We’ve all heard of the devastating widespread forest fires in the Amazon, an essential rainforest that houses the most diverse ecosystem in the world. According to research, it’s made of up an estimated 390 billion individual trees, a number that has already fast depleted due to the fire’s lack of media coverage until late. This great loss to the Amazon spells devastating consequences to the earth as the rainforest acts as a buffer to slow down climate change, something it won’t be able to do anymore in the same force as it once had.
But aside from airing out grievances on our phones and hashtagging to “Save the Amazon,” you may be wondering, what other practical act can we do to help, considering we’re miles away from the catastrophe?
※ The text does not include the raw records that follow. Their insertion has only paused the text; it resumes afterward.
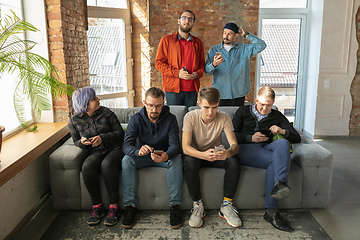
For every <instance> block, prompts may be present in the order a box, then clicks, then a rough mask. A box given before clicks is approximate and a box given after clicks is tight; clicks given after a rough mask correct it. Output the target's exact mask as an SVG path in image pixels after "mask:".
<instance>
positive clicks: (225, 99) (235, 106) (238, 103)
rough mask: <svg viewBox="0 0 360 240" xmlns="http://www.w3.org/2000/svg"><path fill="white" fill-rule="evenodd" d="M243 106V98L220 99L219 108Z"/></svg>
mask: <svg viewBox="0 0 360 240" xmlns="http://www.w3.org/2000/svg"><path fill="white" fill-rule="evenodd" d="M244 104H245V97H241V98H234V99H220V102H219V106H235V107H241V106H244Z"/></svg>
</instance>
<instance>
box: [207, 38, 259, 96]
mask: <svg viewBox="0 0 360 240" xmlns="http://www.w3.org/2000/svg"><path fill="white" fill-rule="evenodd" d="M246 38H247V39H248V40H250V41H251V44H247V43H234V45H233V47H232V48H231V49H230V51H229V52H228V51H226V50H225V48H224V47H223V43H220V44H218V45H215V46H212V47H211V48H210V51H209V52H208V54H207V58H206V64H205V73H206V74H208V75H211V74H213V77H212V79H213V80H212V85H213V87H216V88H217V89H218V90H219V91H220V98H221V99H234V98H240V97H244V96H246V94H248V93H249V92H250V90H251V87H250V58H251V57H253V56H255V55H256V54H258V53H259V52H261V51H262V50H264V49H265V48H266V43H265V42H264V41H263V40H261V39H260V38H258V37H256V36H255V35H252V34H248V35H247V37H246ZM217 52H221V53H222V56H223V58H224V60H225V61H224V62H223V63H221V64H220V65H218V66H217V67H216V68H215V67H214V66H213V65H212V62H213V61H214V56H215V54H216V53H217Z"/></svg>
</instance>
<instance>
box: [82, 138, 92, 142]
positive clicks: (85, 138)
mask: <svg viewBox="0 0 360 240" xmlns="http://www.w3.org/2000/svg"><path fill="white" fill-rule="evenodd" d="M81 138H82V139H84V140H85V142H90V140H89V139H87V138H86V137H81Z"/></svg>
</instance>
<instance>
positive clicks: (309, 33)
mask: <svg viewBox="0 0 360 240" xmlns="http://www.w3.org/2000/svg"><path fill="white" fill-rule="evenodd" d="M310 4H311V6H309V8H310V16H309V20H308V27H309V31H308V38H307V40H308V42H307V46H308V47H307V50H308V52H307V55H306V58H307V61H306V62H307V66H306V67H307V76H306V78H305V79H306V86H305V91H304V92H305V94H304V97H305V99H304V104H305V107H304V116H305V117H304V125H303V129H302V131H303V132H304V133H305V134H307V135H308V136H310V137H312V136H313V135H314V129H315V116H316V115H315V114H316V104H317V89H318V75H319V62H320V45H321V29H322V24H323V22H322V18H323V6H324V0H312V1H311V2H310Z"/></svg>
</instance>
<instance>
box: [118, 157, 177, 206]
mask: <svg viewBox="0 0 360 240" xmlns="http://www.w3.org/2000/svg"><path fill="white" fill-rule="evenodd" d="M146 167H163V168H167V169H169V170H168V172H167V184H168V189H169V205H170V207H171V206H174V205H179V204H180V203H181V191H182V183H183V167H182V159H181V157H180V155H176V156H175V157H174V158H172V159H169V160H168V161H167V162H161V163H157V162H154V161H153V160H152V159H151V157H150V154H148V155H145V156H143V157H130V156H128V155H125V156H124V158H123V161H122V182H123V195H124V196H123V199H124V207H127V206H133V207H136V206H137V191H138V174H137V170H136V169H138V168H146Z"/></svg>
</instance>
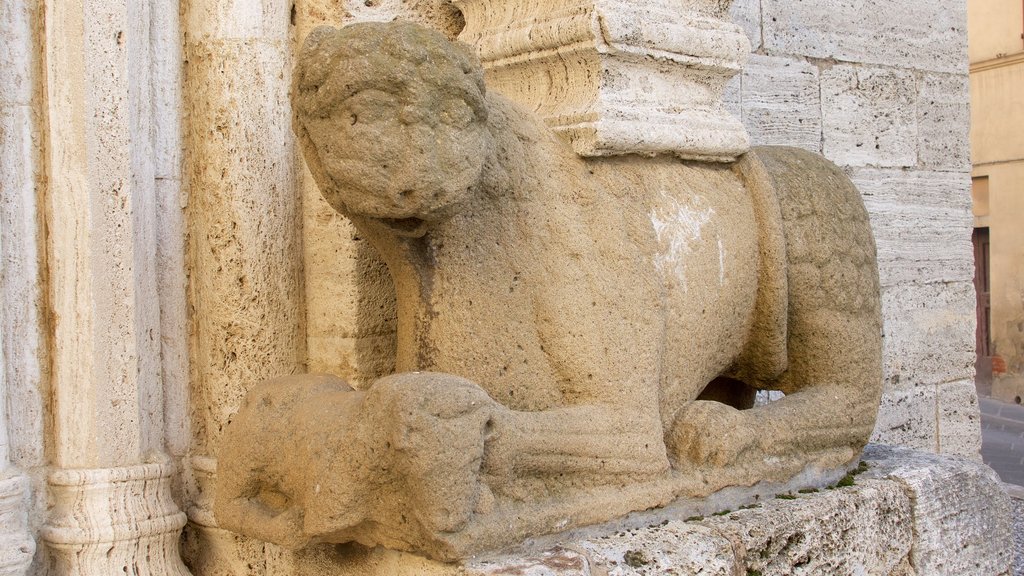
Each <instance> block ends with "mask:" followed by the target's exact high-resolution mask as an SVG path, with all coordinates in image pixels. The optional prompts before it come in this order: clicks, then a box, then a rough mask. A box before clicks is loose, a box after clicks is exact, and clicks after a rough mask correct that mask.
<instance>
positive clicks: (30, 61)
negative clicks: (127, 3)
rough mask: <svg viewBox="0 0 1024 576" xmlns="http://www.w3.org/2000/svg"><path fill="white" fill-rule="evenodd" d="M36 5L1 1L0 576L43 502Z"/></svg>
mask: <svg viewBox="0 0 1024 576" xmlns="http://www.w3.org/2000/svg"><path fill="white" fill-rule="evenodd" d="M37 9H38V7H37V5H36V3H35V2H25V1H22V0H3V1H2V2H0V42H2V43H3V48H2V49H0V78H3V80H2V81H0V302H3V304H2V307H0V574H2V575H4V576H8V575H11V576H13V575H17V576H20V575H22V574H24V573H25V572H26V570H28V568H29V566H30V564H31V563H32V559H33V554H34V552H35V550H36V543H35V540H34V538H33V535H34V534H35V532H36V531H37V530H38V528H39V526H40V524H41V523H42V515H41V513H39V512H40V511H41V510H42V509H44V498H43V497H42V494H44V493H45V489H44V488H45V470H44V469H43V468H42V466H43V464H45V460H44V454H43V452H44V450H43V446H44V445H43V442H44V441H43V435H44V431H43V410H44V402H45V401H44V386H45V380H44V375H43V371H44V364H45V358H46V351H45V345H46V344H45V339H44V335H43V331H42V321H41V315H42V312H43V310H42V304H43V295H42V284H41V261H40V253H41V246H40V242H39V241H40V237H39V234H38V229H39V223H40V219H39V217H40V215H39V202H38V197H37V191H36V184H37V179H38V175H39V174H38V166H39V164H38V151H39V147H38V145H37V143H36V142H35V125H36V120H37V119H36V114H35V106H36V105H37V104H38V102H37V99H36V98H37V92H36V86H35V82H36V78H37V74H36V67H37V66H38V59H37V55H36V53H35V49H34V48H35V45H34V42H35V39H34V34H33V23H34V22H35V20H36V14H37Z"/></svg>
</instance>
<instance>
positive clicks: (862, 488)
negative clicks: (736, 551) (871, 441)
mask: <svg viewBox="0 0 1024 576" xmlns="http://www.w3.org/2000/svg"><path fill="white" fill-rule="evenodd" d="M912 516H913V508H912V502H911V501H910V498H909V497H908V496H907V495H906V494H905V493H904V492H903V490H902V489H901V488H900V486H899V485H897V484H895V483H889V482H883V481H863V482H857V485H856V486H855V487H854V488H852V489H843V490H823V491H821V493H819V494H814V495H813V496H800V497H799V500H798V501H796V502H794V501H792V500H780V499H773V500H768V501H765V502H764V503H763V504H762V505H761V506H760V507H757V508H753V509H748V510H740V511H737V512H732V513H729V515H726V516H721V517H714V518H710V519H708V520H706V521H705V522H702V523H701V524H703V525H706V526H710V527H712V528H715V529H716V531H718V532H719V533H722V534H724V535H725V536H726V538H728V540H730V541H732V542H738V543H740V546H739V549H740V550H742V552H741V553H742V559H743V567H744V568H745V569H746V574H751V573H752V572H755V573H761V574H764V575H766V576H767V575H769V574H772V575H774V574H777V575H780V576H781V575H790V574H833V575H836V574H886V575H888V574H891V573H892V572H893V571H894V570H895V569H896V568H897V567H899V566H900V564H901V563H902V562H903V559H905V558H906V557H907V554H908V553H909V552H910V549H911V547H912V545H913V533H912V530H911V528H910V523H909V522H907V521H908V520H909V519H910V518H912Z"/></svg>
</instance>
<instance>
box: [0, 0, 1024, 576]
mask: <svg viewBox="0 0 1024 576" xmlns="http://www.w3.org/2000/svg"><path fill="white" fill-rule="evenodd" d="M522 2H523V3H524V4H528V3H529V1H528V0H522ZM685 4H686V5H687V6H689V5H690V4H694V5H695V4H700V2H689V3H685ZM711 4H720V3H717V2H712V3H711ZM395 16H400V17H408V18H411V19H417V20H419V22H422V23H426V24H428V25H431V26H435V27H437V28H439V29H441V30H442V31H444V32H445V33H447V34H449V35H450V36H452V37H455V36H457V35H458V32H459V31H460V29H461V15H460V14H459V12H458V10H457V9H456V8H455V7H454V6H453V5H452V4H451V3H450V2H447V1H444V0H422V1H414V2H399V1H398V0H380V1H379V2H370V1H367V2H361V1H357V2H346V1H341V0H296V1H283V0H261V1H258V2H242V1H236V0H182V1H180V2H179V1H177V0H151V1H143V2H140V1H138V0H0V46H2V48H0V79H2V80H0V122H2V124H0V184H2V189H0V195H2V196H0V255H2V258H0V265H2V270H3V272H2V285H0V289H2V294H3V298H2V299H0V302H2V326H3V329H2V348H0V349H2V355H3V370H2V372H0V399H2V400H3V410H0V521H2V522H0V574H4V575H6V574H11V575H15V574H16V575H18V576H20V575H24V574H33V575H36V574H43V573H48V574H61V575H62V574H113V573H119V574H120V573H129V571H132V572H131V573H137V574H144V573H157V574H186V573H188V572H189V571H190V573H191V574H195V575H197V576H199V575H207V574H238V575H240V576H241V575H263V574H266V575H269V574H273V575H278V576H288V575H290V574H304V573H309V572H307V571H303V569H302V568H301V567H298V566H297V565H296V564H295V561H294V559H292V557H291V556H290V554H288V553H286V552H284V551H283V550H281V549H280V548H276V547H275V546H271V545H267V544H263V543H261V542H256V541H251V540H247V539H244V538H242V537H240V536H238V535H236V534H231V533H228V532H225V531H223V530H220V529H219V528H217V526H216V521H215V519H214V517H213V513H212V511H211V510H212V507H211V506H212V498H213V495H212V490H211V488H212V484H213V480H214V479H215V477H216V470H217V456H218V447H219V439H220V434H221V428H222V426H223V424H224V423H225V422H226V421H227V420H228V419H229V418H230V417H231V415H232V413H233V412H234V410H236V409H237V407H238V405H239V403H240V402H241V399H242V398H243V396H244V395H245V393H246V390H247V389H248V388H249V387H251V386H252V385H253V384H254V383H256V382H258V381H260V380H261V379H264V378H268V377H272V376H276V375H282V374H294V373H302V372H306V371H327V372H333V373H336V374H339V375H341V376H344V377H346V378H348V379H349V380H351V381H352V382H353V383H356V384H365V383H366V382H368V381H370V380H372V379H373V377H375V376H376V375H379V374H384V373H387V372H388V371H389V370H390V369H391V365H392V362H393V360H391V359H392V355H393V341H394V311H393V305H394V304H393V297H392V296H390V292H389V290H390V288H389V286H388V283H389V279H388V276H387V274H386V271H385V270H384V268H383V264H381V262H380V260H379V258H378V257H376V255H375V254H374V253H373V251H372V249H371V248H370V247H369V246H368V245H367V244H366V242H365V241H364V240H362V239H360V238H358V237H357V235H355V233H354V231H353V229H352V228H351V227H350V225H349V224H348V222H346V221H345V220H344V219H343V218H342V217H341V216H340V215H338V214H337V213H335V212H334V211H333V210H331V209H330V208H329V207H328V206H327V205H326V203H325V202H324V201H323V200H321V198H319V196H318V194H317V193H316V190H315V188H314V187H313V184H312V180H311V178H310V177H309V175H308V173H307V171H306V170H305V168H304V166H303V164H302V162H301V160H300V158H299V157H298V154H297V151H296V148H295V145H294V139H293V135H292V133H291V128H290V122H291V113H290V110H289V105H288V91H289V86H290V82H291V78H290V74H291V72H290V71H291V65H292V60H293V58H294V55H295V53H296V51H297V49H298V46H299V45H300V43H301V41H302V39H303V38H304V37H305V35H306V34H308V32H309V31H311V30H312V28H313V27H315V26H317V25H319V24H340V23H344V22H352V20H355V19H372V18H391V17H395ZM732 16H733V18H734V19H735V22H737V23H739V24H740V25H741V26H742V28H743V30H745V31H746V33H748V36H749V38H750V40H751V44H752V46H753V49H754V54H753V56H752V57H751V59H750V61H749V63H748V64H746V67H745V69H744V71H743V72H742V74H741V75H739V76H737V77H736V78H734V79H733V81H732V82H731V84H730V85H729V88H728V89H727V91H726V104H727V106H728V107H730V109H731V110H732V111H733V113H734V115H736V116H737V117H739V118H740V119H741V120H742V122H743V124H744V125H745V127H746V130H748V132H749V133H750V134H751V136H752V139H753V141H754V142H755V143H770V145H787V146H797V147H801V148H805V149H808V150H812V151H815V152H820V153H822V154H824V155H825V156H826V157H828V158H829V159H831V160H833V161H835V162H836V163H838V164H839V165H841V166H842V167H844V169H846V171H847V172H848V173H849V174H850V176H851V177H852V178H853V179H854V181H855V182H856V183H857V186H858V187H859V189H860V190H861V192H862V194H863V195H864V199H865V203H866V204H867V207H868V210H869V212H870V216H871V223H872V228H873V231H874V235H876V239H877V244H878V248H879V256H880V258H879V259H880V265H881V275H882V286H883V302H884V319H885V379H886V381H885V395H884V399H883V406H882V410H881V413H880V416H879V421H878V426H877V429H876V434H874V439H876V440H877V441H879V442H884V443H891V444H897V445H903V446H909V447H913V448H920V449H925V450H930V451H934V452H943V453H950V454H956V455H963V456H966V457H970V458H977V454H978V449H979V446H980V430H979V420H978V406H977V397H976V395H975V388H974V382H973V379H974V354H975V353H974V351H975V343H974V342H975V325H974V318H975V312H974V310H975V292H974V287H973V284H972V278H973V264H972V257H973V253H972V248H971V240H970V239H971V232H972V222H971V215H970V204H969V201H968V195H967V190H968V188H969V186H970V179H969V178H970V162H969V152H968V125H969V115H970V112H969V108H968V107H969V105H968V68H967V67H968V64H967V61H968V60H967V28H966V27H967V17H966V16H967V10H966V6H965V3H964V1H963V0H940V1H935V0H899V1H897V0H864V1H863V2H857V3H849V2H840V1H838V0H805V1H803V2H787V1H781V0H736V1H735V2H734V3H733V5H732ZM993 56H994V54H993ZM998 70H1000V71H1004V69H1002V68H999V69H998ZM1010 70H1011V69H1010V68H1007V69H1006V70H1005V71H1004V72H999V74H1010V72H1009V71H1010ZM1016 70H1018V73H1019V69H1016ZM985 74H988V73H987V72H986V73H985ZM993 74H994V72H993ZM1017 113H1018V114H1020V112H1019V111H1017ZM1008 124H1009V123H1008ZM1017 136H1018V138H1019V137H1020V136H1019V134H1018V135H1017ZM986 154H987V153H986ZM993 154H994V153H993ZM984 158H998V159H1001V158H1002V157H1000V156H994V155H993V156H991V157H989V156H981V152H978V153H977V154H976V156H975V160H976V162H980V160H982V159H984ZM992 162H993V164H992V166H1004V164H998V163H997V162H996V161H995V160H993V161H992ZM999 162H1001V160H999ZM1006 165H1007V166H1009V164H1006ZM978 169H980V168H978ZM993 170H994V168H993ZM978 174H979V172H977V169H976V175H978ZM989 174H990V175H991V176H992V177H993V179H992V186H993V187H994V186H995V182H996V179H995V175H996V174H997V172H996V171H992V172H990V173H989ZM993 190H994V188H993ZM992 198H993V199H995V198H996V196H994V195H993V196H992ZM993 202H994V200H993ZM992 205H993V206H995V204H992ZM1000 209H1001V208H1000ZM993 213H994V212H993ZM994 261H996V260H993V262H994ZM993 268H994V264H993ZM1008 282H1009V281H1008ZM1018 300H1019V291H1018ZM1017 304H1018V310H1019V308H1020V302H1019V301H1018V302H1017ZM994 310H995V308H994V300H993V311H994ZM996 332H997V331H996V330H994V329H993V333H996ZM995 341H996V342H998V341H999V340H998V338H996V339H995ZM995 349H996V352H998V351H999V349H1000V348H999V346H998V345H996V346H995ZM1008 358H1009V356H1008ZM186 522H187V525H186ZM182 527H184V529H183V530H184V534H185V537H184V540H183V541H184V546H183V549H181V550H180V551H181V554H182V556H183V558H184V559H185V561H186V563H185V564H182V562H181V561H180V559H179V556H178V552H179V550H178V541H179V535H180V534H181V531H182ZM140 563H141V564H140ZM186 565H187V566H186ZM140 566H141V567H140Z"/></svg>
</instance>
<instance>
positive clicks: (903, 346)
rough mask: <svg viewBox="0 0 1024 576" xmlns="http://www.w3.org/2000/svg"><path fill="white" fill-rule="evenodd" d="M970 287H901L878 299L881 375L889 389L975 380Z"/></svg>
mask: <svg viewBox="0 0 1024 576" xmlns="http://www.w3.org/2000/svg"><path fill="white" fill-rule="evenodd" d="M974 305H975V301H974V285H972V284H971V283H970V282H965V281H959V282H949V283H947V284H925V285H900V286H895V287H889V288H887V289H885V290H884V291H883V294H882V318H883V323H884V326H885V338H884V340H883V341H884V346H885V348H884V354H883V359H884V360H883V367H884V368H883V373H884V375H885V381H886V385H887V386H888V387H890V388H903V389H906V388H909V387H912V386H916V385H922V384H929V385H933V384H940V383H945V382H953V381H958V380H966V379H972V378H974V361H975V351H974V319H975V310H974Z"/></svg>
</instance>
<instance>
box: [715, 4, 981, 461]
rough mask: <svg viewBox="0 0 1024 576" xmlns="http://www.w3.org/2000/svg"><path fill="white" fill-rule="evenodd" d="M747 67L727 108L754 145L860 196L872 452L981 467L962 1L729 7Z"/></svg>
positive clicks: (964, 52) (967, 100)
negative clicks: (875, 401)
mask: <svg viewBox="0 0 1024 576" xmlns="http://www.w3.org/2000/svg"><path fill="white" fill-rule="evenodd" d="M732 15H733V19H734V20H735V22H737V23H739V24H741V25H742V26H743V28H744V29H745V30H746V33H748V36H749V37H750V39H751V43H752V46H753V48H754V54H753V55H752V57H751V60H750V61H749V63H748V65H746V67H745V70H744V72H743V74H742V76H741V77H740V78H739V79H736V80H734V81H733V83H732V85H731V91H730V92H729V96H728V97H729V99H731V106H732V109H733V110H734V111H735V112H736V113H737V114H740V115H741V117H742V120H743V124H744V125H745V126H746V129H748V131H749V132H750V134H751V137H752V139H753V141H754V142H755V143H761V145H788V146H797V147H800V148H804V149H807V150H811V151H815V152H819V153H821V154H823V155H824V156H826V157H827V158H829V159H830V160H833V161H834V162H836V163H837V164H839V165H841V166H843V167H844V168H845V169H846V171H847V173H848V174H849V175H850V176H851V178H852V179H853V180H854V182H855V183H856V184H857V187H858V188H859V189H860V191H861V193H862V194H863V195H864V200H865V203H866V204H867V209H868V212H869V213H870V216H871V225H872V228H873V230H874V235H876V241H877V243H878V249H879V265H880V269H881V270H880V273H881V280H882V287H883V315H884V318H885V379H886V392H885V396H884V397H883V403H882V410H881V412H880V414H879V423H878V426H877V428H876V434H874V440H876V441H877V442H884V443H891V444H898V445H904V446H911V447H915V448H921V449H925V450H931V451H936V452H943V453H951V454H958V455H964V456H968V457H975V458H976V457H977V454H978V450H979V448H980V442H981V441H980V429H979V420H978V406H977V395H976V393H975V389H974V381H973V380H974V330H975V312H974V306H975V301H974V288H973V285H972V279H973V277H974V269H973V253H972V248H971V225H972V220H971V212H970V194H969V192H968V191H969V190H970V188H969V187H970V178H969V174H970V154H969V148H968V127H969V120H970V110H969V99H968V98H969V93H968V76H967V8H966V3H965V2H964V1H963V0H943V1H940V2H934V1H928V0H910V1H904V2H892V1H885V0H869V1H867V2H858V3H843V2H835V1H831V0H805V1H803V2H784V1H781V0H736V1H735V2H734V4H733V6H732Z"/></svg>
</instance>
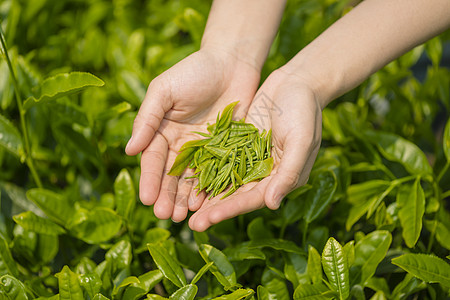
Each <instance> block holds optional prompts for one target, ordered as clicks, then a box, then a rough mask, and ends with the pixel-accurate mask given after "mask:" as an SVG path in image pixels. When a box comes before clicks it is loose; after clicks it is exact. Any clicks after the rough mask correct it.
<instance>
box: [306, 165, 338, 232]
mask: <svg viewBox="0 0 450 300" xmlns="http://www.w3.org/2000/svg"><path fill="white" fill-rule="evenodd" d="M312 186H313V188H312V189H311V190H310V191H309V192H308V194H307V197H306V203H305V206H304V207H305V208H306V212H305V215H304V218H305V221H306V222H307V223H311V222H312V221H314V220H315V219H316V218H317V217H318V216H319V215H320V214H321V213H322V212H323V211H324V210H325V208H327V206H328V205H329V204H330V202H331V200H332V199H333V196H334V193H335V191H336V187H337V182H336V175H334V173H333V172H331V171H325V172H321V173H320V174H319V175H318V176H316V177H315V178H314V180H313V183H312Z"/></svg>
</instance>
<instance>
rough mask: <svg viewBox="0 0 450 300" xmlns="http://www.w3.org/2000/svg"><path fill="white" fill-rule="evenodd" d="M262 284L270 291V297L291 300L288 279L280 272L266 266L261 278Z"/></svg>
mask: <svg viewBox="0 0 450 300" xmlns="http://www.w3.org/2000/svg"><path fill="white" fill-rule="evenodd" d="M261 284H262V285H263V286H264V287H265V288H266V289H267V291H268V292H269V299H279V300H289V299H290V296H289V292H288V289H287V286H286V280H285V279H284V278H283V277H281V276H280V275H279V274H278V272H274V270H271V269H269V268H266V269H265V270H264V272H263V276H262V278H261Z"/></svg>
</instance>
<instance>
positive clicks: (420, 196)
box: [397, 177, 425, 248]
mask: <svg viewBox="0 0 450 300" xmlns="http://www.w3.org/2000/svg"><path fill="white" fill-rule="evenodd" d="M397 205H398V206H399V207H400V210H399V212H398V218H399V219H400V224H401V225H402V229H403V231H402V236H403V240H404V241H405V243H406V245H407V246H408V247H409V248H412V247H414V246H415V244H416V243H417V241H418V240H419V236H420V232H421V231H422V218H423V215H424V213H425V194H424V192H423V189H422V186H421V185H420V177H418V178H417V179H416V181H415V182H414V184H413V185H412V187H411V186H407V187H406V188H405V189H400V190H399V192H398V193H397Z"/></svg>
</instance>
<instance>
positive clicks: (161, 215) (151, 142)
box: [125, 48, 260, 222]
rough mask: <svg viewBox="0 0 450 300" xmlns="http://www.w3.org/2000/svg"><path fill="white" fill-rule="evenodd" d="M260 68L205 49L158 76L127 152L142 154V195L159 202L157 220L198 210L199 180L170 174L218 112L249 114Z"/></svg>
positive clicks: (148, 91) (199, 199)
mask: <svg viewBox="0 0 450 300" xmlns="http://www.w3.org/2000/svg"><path fill="white" fill-rule="evenodd" d="M259 78H260V74H259V71H257V69H256V68H255V67H254V66H252V65H251V64H248V63H246V62H244V61H241V60H238V59H236V57H234V56H233V55H232V54H230V53H227V52H226V51H224V50H222V49H208V48H206V49H202V50H200V51H198V52H195V53H194V54H192V55H190V56H188V57H187V58H185V59H184V60H182V61H180V62H179V63H177V64H176V65H175V66H173V67H172V68H170V69H169V70H167V71H166V72H164V73H162V74H161V75H160V76H158V77H156V78H155V79H154V80H153V81H152V82H151V83H150V85H149V88H148V90H147V94H146V96H145V99H144V101H143V103H142V105H141V107H140V109H139V112H138V114H137V116H136V118H135V120H134V124H133V133H132V137H131V138H130V141H129V142H128V145H127V147H126V150H125V151H126V153H127V154H128V155H136V154H138V153H139V152H142V157H141V178H140V182H139V197H140V199H141V201H142V203H144V204H146V205H152V204H154V212H155V215H156V217H158V218H160V219H168V218H172V220H173V221H175V222H180V221H182V220H184V219H185V218H186V216H187V213H188V209H190V210H196V209H198V208H199V207H200V205H201V204H202V202H203V200H204V198H205V194H204V193H202V194H200V195H198V196H197V194H196V191H195V190H193V188H194V187H195V185H196V179H184V178H185V177H188V176H190V175H192V173H191V172H190V171H186V172H185V174H183V175H181V176H179V177H174V176H169V175H167V172H168V170H170V167H171V166H172V164H173V162H174V160H175V157H176V156H177V154H178V150H179V149H180V147H181V145H182V144H184V143H185V142H186V141H189V140H192V139H198V138H200V137H199V136H198V135H197V134H194V133H192V131H201V132H204V131H205V128H206V126H207V123H214V122H215V120H216V117H217V112H219V111H221V110H222V109H223V108H224V107H225V106H226V105H228V104H229V103H231V102H234V101H240V102H239V104H238V106H237V107H236V111H237V113H238V114H240V115H241V116H244V115H245V114H246V112H247V110H248V107H249V105H250V102H251V100H252V98H253V96H254V95H255V92H256V90H257V88H258V84H259Z"/></svg>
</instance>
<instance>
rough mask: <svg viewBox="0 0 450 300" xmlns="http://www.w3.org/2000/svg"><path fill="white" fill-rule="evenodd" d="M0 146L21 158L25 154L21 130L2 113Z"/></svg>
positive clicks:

The answer is to simply start where you are, and do what you can.
An imminent example is to join environmental efforts in the country, such as MAD Travel’s monthly tree planting initiative. If you truly want to make a difference, the travel social enterprise organizes tree planting trips and other nature-reimmersive activities at least two to three times a month to local areas in desperate need, including Aurora, Bataan, Zambales, and Rizal.
For this coming month, the organization is set for Zambales on September 21 and 28, in their continued effort to revive the barren land of the Aetas into a rainforest, which will also help create food source for the locals. “[The goal is to plant] three million trees. A combination of local forest species and fruit bearing trees along the edge of the forest to provide livelihood,” MAD’s co-founder Raf Dionisio tells Preview.
“Bring a cap, long-sleeved shirt, sunglasses, a reusable bottle of water, camera, water or sandproofing pouches, seeds of local fruit trees like mangosteen, rambutan, etc., sandals for walking in the volcanic ash, extra change of clothes and pocket money to buy interesting gifts from the tribe. Also bring a song you can sing as the community loves to listen to others share their talent.”
The valiant effort is open to anyone willing to actually get out there and make a change. In knowing we’ve already lost a disastrous amount of nature to the Amazon fires, it’s high-time we step up, even in our own small ways, before it’s too late.